Improving Age-at-Death Estimates from Human Skeletal Remains Through Spatial Analysis of Intracortical Remodeling Using Geographic Information Systems Software

This project will focus on the microscopic investigation of bone remodeling at the femoral midshaft to better estimate age from adult human skeletal remains. Historically, macroscopic indicators of age have been unable to accurately age older adults, often truncating them into a category of 50+ years which is of limited utility in decedent identification, especially considering increased life expectancy in the 21st century. Current standard methodology for quantification of remodeling examines only small regions of interest, and thus do not account for known regional variation in remodeling. As such, current histological methods are only marginally better than macroscopic methods.
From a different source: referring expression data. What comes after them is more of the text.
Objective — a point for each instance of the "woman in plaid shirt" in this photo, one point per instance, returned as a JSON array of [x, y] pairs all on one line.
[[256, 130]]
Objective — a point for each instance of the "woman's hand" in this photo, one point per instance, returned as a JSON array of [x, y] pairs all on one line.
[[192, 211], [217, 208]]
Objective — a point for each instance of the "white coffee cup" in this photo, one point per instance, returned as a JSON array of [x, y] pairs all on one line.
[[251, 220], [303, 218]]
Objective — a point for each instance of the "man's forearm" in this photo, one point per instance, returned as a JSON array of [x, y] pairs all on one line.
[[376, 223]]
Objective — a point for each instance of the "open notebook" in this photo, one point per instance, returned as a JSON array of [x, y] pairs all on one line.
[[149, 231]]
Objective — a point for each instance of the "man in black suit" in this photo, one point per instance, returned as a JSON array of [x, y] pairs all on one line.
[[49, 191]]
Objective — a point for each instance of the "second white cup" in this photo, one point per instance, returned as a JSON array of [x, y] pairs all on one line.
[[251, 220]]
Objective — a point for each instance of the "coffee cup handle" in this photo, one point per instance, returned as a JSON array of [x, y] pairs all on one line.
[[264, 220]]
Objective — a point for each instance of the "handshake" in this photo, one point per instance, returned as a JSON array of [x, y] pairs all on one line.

The goal of this research is to provide forensic practitioners with an accurate age estimation method based on a large, modern adult sample that captures the relevant spatial variation in femoral remodeling. This project will build upon recent pilot research examining the totality of remodeling events at the femoral midshaft, spatially analyzing them using geographic information systems (GIS) software. The project will take place at Texas State University and will utilize femoral midshaft samples from modern donated adult cadavers or forensic cases from different populations in the U.S., Africa, Central America, Mexico, and Thailand. Doctoral and Graduate research assistants (DRA and GRA) will process femoral midshafts to remove a transverse cross-section to create a slide for histological examination. Microscopic images will be imported into GIS where remodeling events will be quantified by DRA/GRAs, allowing for spatial analysis of remodeling to more fully appreciate spatial heterogeneity in femoral remodeling. Spatial data will be analyzed using computing software to determine which region(s) of the femoral midshaft should be included in age estimation models. Remodeling event densities will be analyzed via random forest regression, recently recognized as more flexible alternative to standard linear regression, resulting in more accurate point age estimates, and importantly, 95% prediction intervals. Dissemination will occur throughout the project to create awareness of the research among target audiences including researchers, academic and applied forensic anthropologists, and practitioners within medical examiner and coroner’s offices. Ultimately, the goal of this project is to produce a method for adult age estimation that is accurate, unbiased, accessible, and easy to use. To that end, the findings will be incorporated into a graphical user interface web-application which will provide a platform where practitioners can input data collected from their own cases to generate statistically robust age estimates for use in forensic casework.